Where do you buy CBD products for your pet?
- 38%: Online
- 38%: Physical store
- 24%: Both online and from a store
How did you choose a CBD brand?
- 46%: Recommendation
- 37%: Online research
- 9%: What was available at the store
- 8%: An ad
The main reason for picking a brand:
- 25%: Reputation
- 18%: Price
- 18%: Online reviews
- 18%: Recommendation
- 9%: Claims about what the product can do
- 8%: Product potency
- 4%: The brand is not important to me
Did you check the product’s third-party lab results before purchasing?
- 41%: Always
- 33%: Never
- 26%: Didn’t know what third-party lab test reports were.
Third-party lab testing reinforces a brand’s transparency and communicates whether the product contains what it promises. However, it would appear most pet CBD consumers are unfamiliar with third-party testing or don’t place a great deal of importance on it.
Gathering Insights is Key
It’s vital to capture insights into the state of niche markets as CBD products branch out in different directions, Leafreport said, adding that its survey revealed CBD is on the radar of many pet owners—and vets, many of whom appear to support its use in cat and dog populations.

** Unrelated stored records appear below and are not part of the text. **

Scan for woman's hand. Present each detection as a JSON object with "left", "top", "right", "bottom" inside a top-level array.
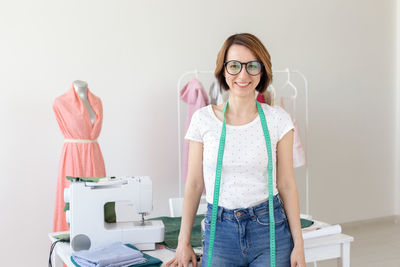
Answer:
[
  {"left": 290, "top": 245, "right": 306, "bottom": 267},
  {"left": 166, "top": 244, "right": 197, "bottom": 267}
]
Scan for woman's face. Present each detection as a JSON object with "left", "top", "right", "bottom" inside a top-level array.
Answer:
[{"left": 224, "top": 45, "right": 261, "bottom": 97}]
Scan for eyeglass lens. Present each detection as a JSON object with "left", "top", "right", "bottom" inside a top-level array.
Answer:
[{"left": 226, "top": 60, "right": 261, "bottom": 76}]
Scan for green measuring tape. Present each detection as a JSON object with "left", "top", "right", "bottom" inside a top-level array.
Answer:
[{"left": 207, "top": 101, "right": 276, "bottom": 267}]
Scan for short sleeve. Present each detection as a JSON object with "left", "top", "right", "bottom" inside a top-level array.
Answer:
[
  {"left": 185, "top": 110, "right": 203, "bottom": 143},
  {"left": 277, "top": 106, "right": 294, "bottom": 140}
]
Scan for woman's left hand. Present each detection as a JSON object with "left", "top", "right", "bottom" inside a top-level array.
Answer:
[{"left": 290, "top": 245, "right": 306, "bottom": 267}]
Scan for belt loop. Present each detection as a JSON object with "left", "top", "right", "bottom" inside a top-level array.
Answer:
[{"left": 217, "top": 207, "right": 224, "bottom": 222}]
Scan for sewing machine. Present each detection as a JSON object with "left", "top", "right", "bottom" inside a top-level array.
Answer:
[{"left": 64, "top": 176, "right": 164, "bottom": 251}]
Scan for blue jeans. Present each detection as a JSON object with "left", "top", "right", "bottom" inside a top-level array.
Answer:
[{"left": 201, "top": 195, "right": 293, "bottom": 267}]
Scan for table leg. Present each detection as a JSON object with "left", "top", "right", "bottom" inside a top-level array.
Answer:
[{"left": 337, "top": 243, "right": 350, "bottom": 267}]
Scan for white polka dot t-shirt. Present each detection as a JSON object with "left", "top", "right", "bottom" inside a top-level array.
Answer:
[{"left": 185, "top": 104, "right": 294, "bottom": 209}]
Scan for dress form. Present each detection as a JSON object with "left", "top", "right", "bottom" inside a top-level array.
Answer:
[{"left": 73, "top": 80, "right": 96, "bottom": 124}]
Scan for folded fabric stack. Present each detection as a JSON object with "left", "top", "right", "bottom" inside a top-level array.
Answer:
[{"left": 72, "top": 242, "right": 147, "bottom": 267}]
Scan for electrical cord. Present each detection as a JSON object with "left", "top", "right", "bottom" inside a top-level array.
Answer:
[{"left": 49, "top": 237, "right": 69, "bottom": 267}]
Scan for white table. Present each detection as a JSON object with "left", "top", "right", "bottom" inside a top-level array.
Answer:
[{"left": 49, "top": 232, "right": 354, "bottom": 267}]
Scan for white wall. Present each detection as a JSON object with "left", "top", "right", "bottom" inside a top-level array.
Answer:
[{"left": 0, "top": 0, "right": 400, "bottom": 266}]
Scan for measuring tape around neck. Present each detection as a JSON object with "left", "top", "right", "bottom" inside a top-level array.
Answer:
[{"left": 207, "top": 101, "right": 275, "bottom": 267}]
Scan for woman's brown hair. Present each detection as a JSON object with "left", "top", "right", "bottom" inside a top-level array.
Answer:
[{"left": 214, "top": 33, "right": 272, "bottom": 104}]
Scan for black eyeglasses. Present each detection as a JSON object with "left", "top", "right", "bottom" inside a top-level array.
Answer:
[{"left": 224, "top": 60, "right": 262, "bottom": 76}]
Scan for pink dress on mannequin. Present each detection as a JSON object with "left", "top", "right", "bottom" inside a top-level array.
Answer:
[{"left": 53, "top": 86, "right": 106, "bottom": 232}]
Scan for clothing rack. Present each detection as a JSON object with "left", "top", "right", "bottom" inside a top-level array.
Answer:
[{"left": 177, "top": 68, "right": 310, "bottom": 214}]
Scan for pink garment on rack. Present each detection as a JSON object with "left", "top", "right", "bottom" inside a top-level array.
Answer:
[
  {"left": 53, "top": 86, "right": 106, "bottom": 232},
  {"left": 179, "top": 79, "right": 209, "bottom": 181},
  {"left": 281, "top": 97, "right": 306, "bottom": 168}
]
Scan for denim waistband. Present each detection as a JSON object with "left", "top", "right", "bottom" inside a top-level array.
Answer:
[{"left": 207, "top": 194, "right": 283, "bottom": 221}]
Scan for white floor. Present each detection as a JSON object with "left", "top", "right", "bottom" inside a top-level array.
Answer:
[{"left": 307, "top": 217, "right": 400, "bottom": 267}]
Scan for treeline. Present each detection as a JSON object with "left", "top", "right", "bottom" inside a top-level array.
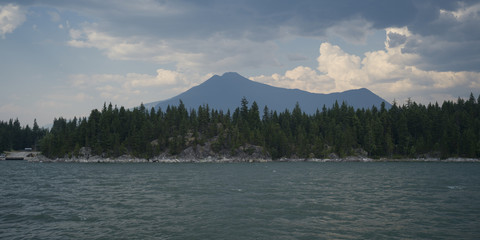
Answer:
[
  {"left": 41, "top": 95, "right": 480, "bottom": 159},
  {"left": 0, "top": 119, "right": 47, "bottom": 153}
]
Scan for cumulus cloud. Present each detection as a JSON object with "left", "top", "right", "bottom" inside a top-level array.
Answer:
[
  {"left": 251, "top": 27, "right": 480, "bottom": 104},
  {"left": 0, "top": 4, "right": 26, "bottom": 38}
]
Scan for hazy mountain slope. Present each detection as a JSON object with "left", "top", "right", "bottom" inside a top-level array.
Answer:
[{"left": 145, "top": 72, "right": 390, "bottom": 114}]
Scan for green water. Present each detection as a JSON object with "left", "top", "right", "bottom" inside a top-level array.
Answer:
[{"left": 0, "top": 161, "right": 480, "bottom": 239}]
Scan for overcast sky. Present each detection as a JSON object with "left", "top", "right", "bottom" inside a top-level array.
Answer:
[{"left": 0, "top": 0, "right": 480, "bottom": 126}]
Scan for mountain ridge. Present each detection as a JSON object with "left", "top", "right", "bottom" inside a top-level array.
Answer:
[{"left": 144, "top": 72, "right": 391, "bottom": 114}]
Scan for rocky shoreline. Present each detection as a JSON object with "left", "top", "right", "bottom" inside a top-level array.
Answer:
[{"left": 27, "top": 155, "right": 480, "bottom": 163}]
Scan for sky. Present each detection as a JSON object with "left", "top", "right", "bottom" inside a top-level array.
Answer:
[{"left": 0, "top": 0, "right": 480, "bottom": 126}]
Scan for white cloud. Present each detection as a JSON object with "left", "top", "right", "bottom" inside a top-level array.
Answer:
[
  {"left": 327, "top": 17, "right": 373, "bottom": 44},
  {"left": 250, "top": 66, "right": 335, "bottom": 93},
  {"left": 0, "top": 4, "right": 26, "bottom": 38},
  {"left": 251, "top": 28, "right": 480, "bottom": 104}
]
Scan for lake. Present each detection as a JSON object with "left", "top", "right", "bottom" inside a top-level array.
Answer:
[{"left": 0, "top": 161, "right": 480, "bottom": 239}]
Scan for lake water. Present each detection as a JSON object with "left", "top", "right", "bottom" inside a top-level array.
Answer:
[{"left": 0, "top": 161, "right": 480, "bottom": 239}]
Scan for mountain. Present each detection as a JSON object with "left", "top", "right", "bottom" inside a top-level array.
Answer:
[{"left": 144, "top": 72, "right": 391, "bottom": 114}]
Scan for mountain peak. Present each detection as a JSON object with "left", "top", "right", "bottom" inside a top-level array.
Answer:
[
  {"left": 145, "top": 72, "right": 390, "bottom": 114},
  {"left": 222, "top": 72, "right": 245, "bottom": 78}
]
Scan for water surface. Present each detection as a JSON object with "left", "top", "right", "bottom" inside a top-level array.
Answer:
[{"left": 0, "top": 161, "right": 480, "bottom": 239}]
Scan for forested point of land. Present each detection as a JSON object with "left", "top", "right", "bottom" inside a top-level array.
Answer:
[
  {"left": 0, "top": 118, "right": 48, "bottom": 153},
  {"left": 0, "top": 94, "right": 480, "bottom": 159}
]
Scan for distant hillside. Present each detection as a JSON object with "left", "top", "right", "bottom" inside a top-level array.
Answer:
[{"left": 145, "top": 72, "right": 391, "bottom": 114}]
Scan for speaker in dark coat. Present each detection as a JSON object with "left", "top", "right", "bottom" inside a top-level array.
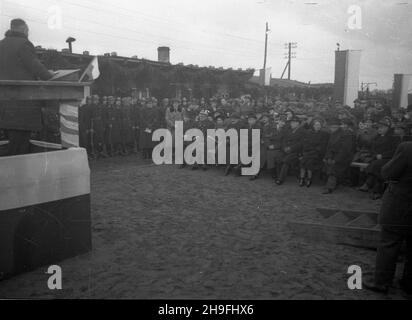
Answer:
[{"left": 0, "top": 30, "right": 52, "bottom": 131}]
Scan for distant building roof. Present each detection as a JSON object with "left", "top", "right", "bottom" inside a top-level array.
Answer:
[{"left": 249, "top": 76, "right": 333, "bottom": 88}]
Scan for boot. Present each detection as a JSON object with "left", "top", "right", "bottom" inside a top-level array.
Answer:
[
  {"left": 272, "top": 168, "right": 278, "bottom": 180},
  {"left": 322, "top": 188, "right": 333, "bottom": 194},
  {"left": 358, "top": 183, "right": 369, "bottom": 192},
  {"left": 225, "top": 165, "right": 232, "bottom": 176}
]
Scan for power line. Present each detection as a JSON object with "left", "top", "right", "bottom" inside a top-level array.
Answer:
[
  {"left": 5, "top": 1, "right": 274, "bottom": 58},
  {"left": 62, "top": 0, "right": 281, "bottom": 45}
]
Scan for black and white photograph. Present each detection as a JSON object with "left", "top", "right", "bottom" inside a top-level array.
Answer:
[{"left": 0, "top": 0, "right": 412, "bottom": 306}]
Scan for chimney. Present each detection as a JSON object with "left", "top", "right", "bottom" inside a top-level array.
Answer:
[{"left": 157, "top": 47, "right": 170, "bottom": 63}]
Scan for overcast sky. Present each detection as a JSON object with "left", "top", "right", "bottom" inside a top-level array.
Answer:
[{"left": 0, "top": 0, "right": 412, "bottom": 89}]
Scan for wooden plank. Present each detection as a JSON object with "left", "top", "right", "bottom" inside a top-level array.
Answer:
[
  {"left": 0, "top": 80, "right": 91, "bottom": 101},
  {"left": 288, "top": 221, "right": 379, "bottom": 249}
]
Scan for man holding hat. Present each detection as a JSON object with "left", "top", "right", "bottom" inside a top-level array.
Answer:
[
  {"left": 275, "top": 116, "right": 305, "bottom": 185},
  {"left": 0, "top": 19, "right": 53, "bottom": 156},
  {"left": 323, "top": 118, "right": 353, "bottom": 194},
  {"left": 359, "top": 118, "right": 399, "bottom": 200}
]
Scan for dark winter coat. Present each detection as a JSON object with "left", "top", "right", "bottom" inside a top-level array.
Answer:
[
  {"left": 379, "top": 142, "right": 412, "bottom": 233},
  {"left": 0, "top": 31, "right": 52, "bottom": 131}
]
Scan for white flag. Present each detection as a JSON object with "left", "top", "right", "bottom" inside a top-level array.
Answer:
[{"left": 80, "top": 57, "right": 100, "bottom": 81}]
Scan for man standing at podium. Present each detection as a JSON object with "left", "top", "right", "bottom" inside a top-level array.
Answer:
[{"left": 0, "top": 19, "right": 53, "bottom": 155}]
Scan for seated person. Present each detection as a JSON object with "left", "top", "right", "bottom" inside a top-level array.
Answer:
[{"left": 359, "top": 118, "right": 399, "bottom": 200}]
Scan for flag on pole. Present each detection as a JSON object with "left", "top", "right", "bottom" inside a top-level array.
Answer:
[
  {"left": 334, "top": 50, "right": 361, "bottom": 108},
  {"left": 79, "top": 57, "right": 100, "bottom": 82},
  {"left": 393, "top": 74, "right": 412, "bottom": 109}
]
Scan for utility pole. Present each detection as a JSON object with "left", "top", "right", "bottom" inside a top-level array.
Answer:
[
  {"left": 361, "top": 82, "right": 378, "bottom": 98},
  {"left": 280, "top": 42, "right": 298, "bottom": 80},
  {"left": 263, "top": 22, "right": 270, "bottom": 70}
]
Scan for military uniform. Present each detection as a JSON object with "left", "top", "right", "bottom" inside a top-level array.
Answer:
[
  {"left": 139, "top": 102, "right": 159, "bottom": 159},
  {"left": 324, "top": 124, "right": 353, "bottom": 193},
  {"left": 365, "top": 142, "right": 412, "bottom": 293},
  {"left": 361, "top": 124, "right": 399, "bottom": 198},
  {"left": 300, "top": 129, "right": 329, "bottom": 171},
  {"left": 192, "top": 110, "right": 215, "bottom": 170},
  {"left": 91, "top": 98, "right": 107, "bottom": 157},
  {"left": 276, "top": 117, "right": 306, "bottom": 184},
  {"left": 121, "top": 99, "right": 134, "bottom": 153}
]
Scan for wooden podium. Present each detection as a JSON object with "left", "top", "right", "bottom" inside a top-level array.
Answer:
[{"left": 0, "top": 80, "right": 92, "bottom": 280}]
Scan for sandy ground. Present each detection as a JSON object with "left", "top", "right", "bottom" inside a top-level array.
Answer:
[{"left": 0, "top": 156, "right": 402, "bottom": 299}]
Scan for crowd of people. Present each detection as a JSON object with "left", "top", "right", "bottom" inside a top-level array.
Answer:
[{"left": 79, "top": 95, "right": 412, "bottom": 199}]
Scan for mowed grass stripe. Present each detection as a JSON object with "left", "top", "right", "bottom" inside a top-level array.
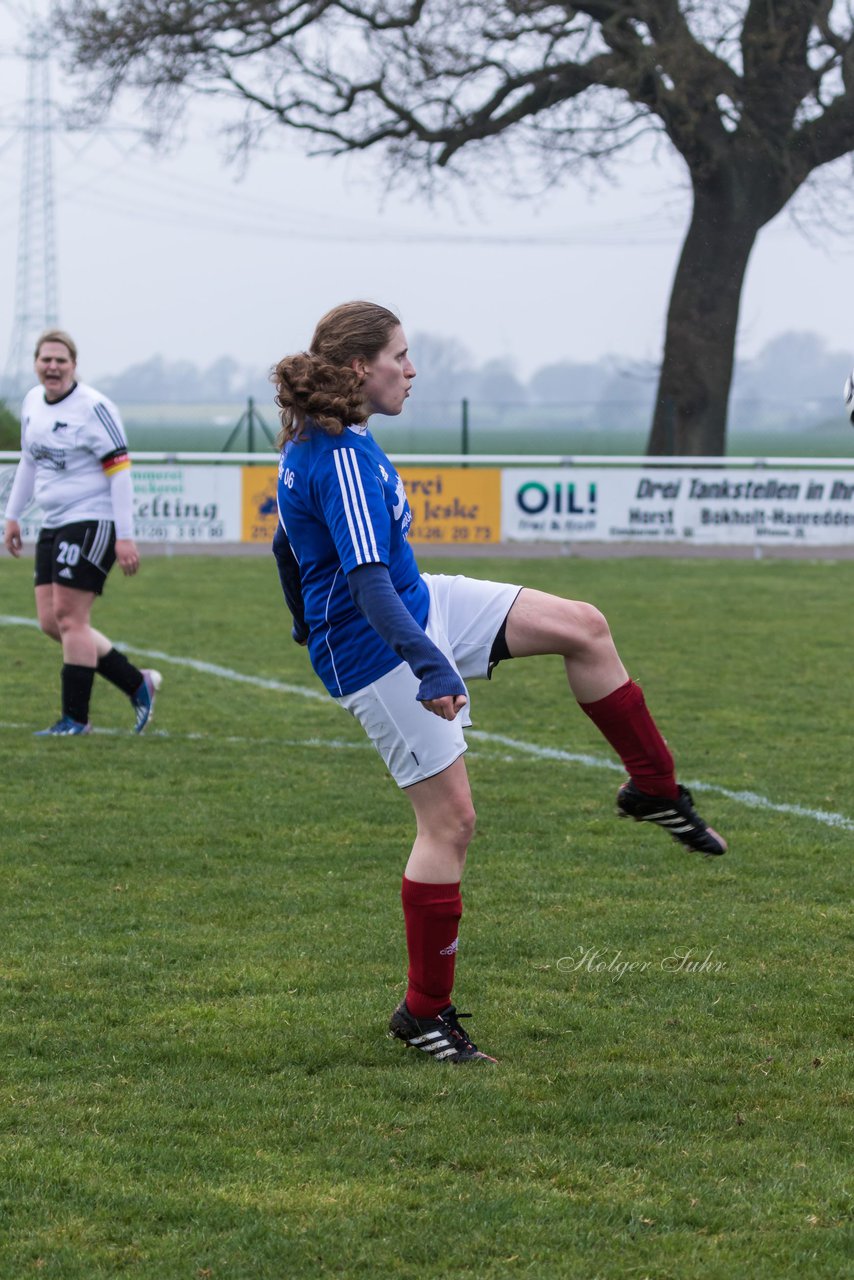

While the findings of this survey are subjective and prone to bias, a significant majority, 67%, noted a moderate to major improvement in their pet’s condition, with many pet owners reporting using CBD regularly over long periods of time, Leafreport said. However, the survey indicates a lack of awareness on the part of pet owners regarding the importance of third-party testing. In a market as loosely regulated as pet CBD products, ensuring the product contains the potency it promises is essential.
Leafreport launched the survey on SurveyMonkey, with the questions targeting a U.S.-based cohort of pet owners. Leafreport set restrictions on the survey so only participants in the United States could respond. Respondents were 18 to 65 in age and were pet owners who owned a dog or cat. 51% were female and 49% were male. Those who answered no to the qualifying question, “Do you give your pet products with CBD?” were automatically disqualified from the survey, leaving 727 participants from an initial pool of 1,448 to complete the survey.